Benedetta fell silent as they started across the Great Bridge. Yalda didn’t expect to change her mind on this; the important thing was for her to understand that she could raise anything with her colleagues in the project. When you planned to send a mountain flying through the void at an infinite velocity, there was no such thing as too abstruse a concern.
Finally she said, “I’ll have to think on this more deeply. I can certainly see some force in your arguments.”
Yalda could hear the reservation in her voice. “But?”
Benedetta said, “It’s one thing to argue an abstract case that the future being fixed changes nothing: that there’s really no freedom lost, because our actions are determined in the same way, regardless. The fact remains, though, that we’re accustomed to seeing the future as open. That’s how our lives appear to us, that’s how we usually feel.”
Yalda stopped walking. They were halfway across the bridge, supported by a slender arch of stonework over the blackness of the crevasse. She felt a shudder pass through the skin of her back; she’d just had an eerie sense of knowing what her shy, intense new colleague would say next.
“When our descendants turn around and travel back in time,” Benedetta wondered, “will they still have the luxury we have, of debating this in the abstract? Once past and future are no longer so clear, will they still have the choice to go on seeing things the old way?”
Eusebio counted, “Three. Two. One.”
A distant line of light split the sky, wavering in the heat haze. A pause later the bunker trembled; as the timber boards holding back the sand flexed and rattled, the air filled with fine dust. Yalda and her companions were lying flat on their backs, a stride beneath the ground, but the tilted mirror above let them watch the ascending rocket as if they were upright in the desert, while the tinted clearstone pane protected them from the glare.

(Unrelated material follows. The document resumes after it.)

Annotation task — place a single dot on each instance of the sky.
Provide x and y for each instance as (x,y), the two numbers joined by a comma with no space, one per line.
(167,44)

Yalda was prepared for the hiss when it came, but not the crack that abruptly bisected the pane along a jagged diagonal. She reached up to support the two pieces before they could slip from the frame and decapitate someone.
Amando cursed quietly and raised his own hands to help; Eusebio did the same, exchanging a glance with Yalda expressing relief that it hadn’t been worse. They’d isolated both the mirror and the pane from ground vibrations, but the shock wave in the air had still been enough to do damage. Nereo didn’t flinch; he was still tracking the rocket with his theodolite, and probably hadn’t even noticed the crack.
Giulio, the journalist from Red Towers, turned to Eusebio chirping with excitement. “To be honest with you, I thought it would just explode on the ground. But it’s really up there!” He was too overwhelmed by the spectacle of the launch to care that he’d narrowly avoided being sliced in two by a giant stone blade.